There was something that rubbed me the wrong way about this “cute” idea of a film, besides the fact I was being lectured to about the obvious general ills of society. There are no radical new ideas presented that will make me really think about these issues any differently than the films of the 1950s would have; it is as if the filmmaker is saying that the 1950s didn’t have films that were critical of society: but a list of such films would be very extensive (Marty, High Noon, Ace in the Hole, etc.). My impression is that it really is a 1950s sitcom merging with a 1990s “feel good” type of sitcom, and nothing more. It is basically a gimmicky film, which breaks no new ground, selling an idea about the past that connects it with the present, but doing it at the expense of telling the truth about neither the past nor the present.

The film presumes that through the efforts of these spoiled teens that they will breakthrough the “ignorance is bliss community” and bring about art and literature and a more enlightened attitude toward sex, and to inspire a climate for more responsible social changes. The film is trying to say that the innocence of the 1950s must be merged with the social awareness of the 1990s and this can only be accomplished by the teenage heroes who are not afraid to take chances and change the times they’re in.

I just didn’t buy into the way this superficial premise was presented. By having Jenn/Mary Sue substitute her new ideas of sexual feelings by reading “Lady Chatterley’s Lover” instead of going out with her boyfriend and having sex, seemed a phony response to what literature can offer.

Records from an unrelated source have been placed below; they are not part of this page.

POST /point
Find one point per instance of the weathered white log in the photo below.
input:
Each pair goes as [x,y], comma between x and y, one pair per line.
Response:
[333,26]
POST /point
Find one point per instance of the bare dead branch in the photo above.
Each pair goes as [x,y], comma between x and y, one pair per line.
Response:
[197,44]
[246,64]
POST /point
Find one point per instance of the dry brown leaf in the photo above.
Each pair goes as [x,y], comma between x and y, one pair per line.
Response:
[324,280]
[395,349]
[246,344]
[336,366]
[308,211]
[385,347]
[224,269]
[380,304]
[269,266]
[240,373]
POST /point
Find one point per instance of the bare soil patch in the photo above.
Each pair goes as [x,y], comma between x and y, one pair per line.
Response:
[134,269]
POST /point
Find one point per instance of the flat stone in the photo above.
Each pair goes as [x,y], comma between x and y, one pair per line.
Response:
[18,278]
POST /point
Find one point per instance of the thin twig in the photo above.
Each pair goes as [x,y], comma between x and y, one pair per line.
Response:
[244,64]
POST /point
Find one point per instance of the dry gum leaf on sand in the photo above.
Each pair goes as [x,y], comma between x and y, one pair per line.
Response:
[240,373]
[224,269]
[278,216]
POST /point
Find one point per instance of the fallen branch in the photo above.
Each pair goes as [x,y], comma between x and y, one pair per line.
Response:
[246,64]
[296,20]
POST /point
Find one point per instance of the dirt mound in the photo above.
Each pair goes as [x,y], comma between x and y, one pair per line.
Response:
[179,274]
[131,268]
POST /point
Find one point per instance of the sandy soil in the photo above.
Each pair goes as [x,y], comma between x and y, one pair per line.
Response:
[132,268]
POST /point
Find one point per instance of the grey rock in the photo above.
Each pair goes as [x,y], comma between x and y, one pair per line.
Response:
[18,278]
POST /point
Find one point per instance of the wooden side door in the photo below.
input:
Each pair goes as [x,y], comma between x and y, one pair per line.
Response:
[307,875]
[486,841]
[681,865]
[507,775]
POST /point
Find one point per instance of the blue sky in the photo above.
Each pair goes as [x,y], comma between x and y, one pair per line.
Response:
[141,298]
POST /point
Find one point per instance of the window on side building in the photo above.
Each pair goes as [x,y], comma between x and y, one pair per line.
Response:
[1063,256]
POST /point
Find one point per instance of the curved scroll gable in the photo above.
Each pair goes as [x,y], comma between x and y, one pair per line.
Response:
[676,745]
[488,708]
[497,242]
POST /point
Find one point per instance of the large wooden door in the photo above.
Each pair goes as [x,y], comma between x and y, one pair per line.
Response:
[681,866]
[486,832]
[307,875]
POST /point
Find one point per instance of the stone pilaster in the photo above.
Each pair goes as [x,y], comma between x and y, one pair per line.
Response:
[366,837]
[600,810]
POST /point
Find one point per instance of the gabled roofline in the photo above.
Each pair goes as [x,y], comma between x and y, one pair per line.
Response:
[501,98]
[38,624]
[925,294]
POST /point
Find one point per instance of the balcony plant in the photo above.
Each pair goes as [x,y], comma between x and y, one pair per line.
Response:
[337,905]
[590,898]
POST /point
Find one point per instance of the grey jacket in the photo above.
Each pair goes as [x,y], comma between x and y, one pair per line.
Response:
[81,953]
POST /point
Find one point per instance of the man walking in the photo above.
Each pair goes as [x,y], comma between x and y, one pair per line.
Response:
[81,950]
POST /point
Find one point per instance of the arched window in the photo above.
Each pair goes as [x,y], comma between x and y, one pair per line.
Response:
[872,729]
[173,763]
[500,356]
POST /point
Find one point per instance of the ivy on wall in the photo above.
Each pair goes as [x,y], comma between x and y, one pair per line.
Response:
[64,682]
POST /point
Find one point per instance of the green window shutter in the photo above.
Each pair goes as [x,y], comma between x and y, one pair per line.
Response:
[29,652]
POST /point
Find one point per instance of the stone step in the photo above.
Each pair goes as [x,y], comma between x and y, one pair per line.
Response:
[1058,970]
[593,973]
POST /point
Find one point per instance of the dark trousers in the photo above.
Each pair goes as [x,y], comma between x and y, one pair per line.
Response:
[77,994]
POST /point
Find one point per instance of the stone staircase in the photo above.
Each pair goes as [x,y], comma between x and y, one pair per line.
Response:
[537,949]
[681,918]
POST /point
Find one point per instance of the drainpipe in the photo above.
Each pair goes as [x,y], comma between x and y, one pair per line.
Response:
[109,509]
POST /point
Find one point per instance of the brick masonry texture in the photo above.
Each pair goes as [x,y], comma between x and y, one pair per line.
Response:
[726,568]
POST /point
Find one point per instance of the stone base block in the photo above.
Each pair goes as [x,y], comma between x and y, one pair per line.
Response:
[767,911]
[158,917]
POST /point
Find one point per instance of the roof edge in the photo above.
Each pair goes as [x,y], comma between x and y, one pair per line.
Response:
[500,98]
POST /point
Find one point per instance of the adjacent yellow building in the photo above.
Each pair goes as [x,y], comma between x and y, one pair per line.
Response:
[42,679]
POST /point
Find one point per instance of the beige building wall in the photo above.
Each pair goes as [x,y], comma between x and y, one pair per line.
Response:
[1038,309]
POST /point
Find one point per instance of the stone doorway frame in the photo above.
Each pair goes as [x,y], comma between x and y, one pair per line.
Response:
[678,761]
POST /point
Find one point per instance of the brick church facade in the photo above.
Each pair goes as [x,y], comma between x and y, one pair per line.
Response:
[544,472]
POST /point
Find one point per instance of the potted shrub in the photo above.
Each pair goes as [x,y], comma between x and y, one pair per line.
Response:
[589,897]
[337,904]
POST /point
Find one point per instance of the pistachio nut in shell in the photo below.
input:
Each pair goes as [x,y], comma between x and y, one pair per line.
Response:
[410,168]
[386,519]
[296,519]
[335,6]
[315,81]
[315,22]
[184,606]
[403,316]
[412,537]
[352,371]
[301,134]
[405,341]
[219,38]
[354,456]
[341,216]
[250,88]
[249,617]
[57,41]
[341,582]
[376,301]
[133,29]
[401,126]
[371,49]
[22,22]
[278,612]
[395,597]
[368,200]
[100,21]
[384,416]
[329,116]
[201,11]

Character development is a raising of consciousness that comes about only through an inward awareness, a book can only act as a catalyst for that experience.

What is offered by this story, is just the kind of empty gestures made to genuine problems which can be found on TV programs from both yesterday and today. There was no one in this film who understood how to bridge the past with the future. Instead this becomes a film just like the sitcoms it parodies, which means it’s just another escape film unable or unwilling to delve deeply into all the real problems it brings up.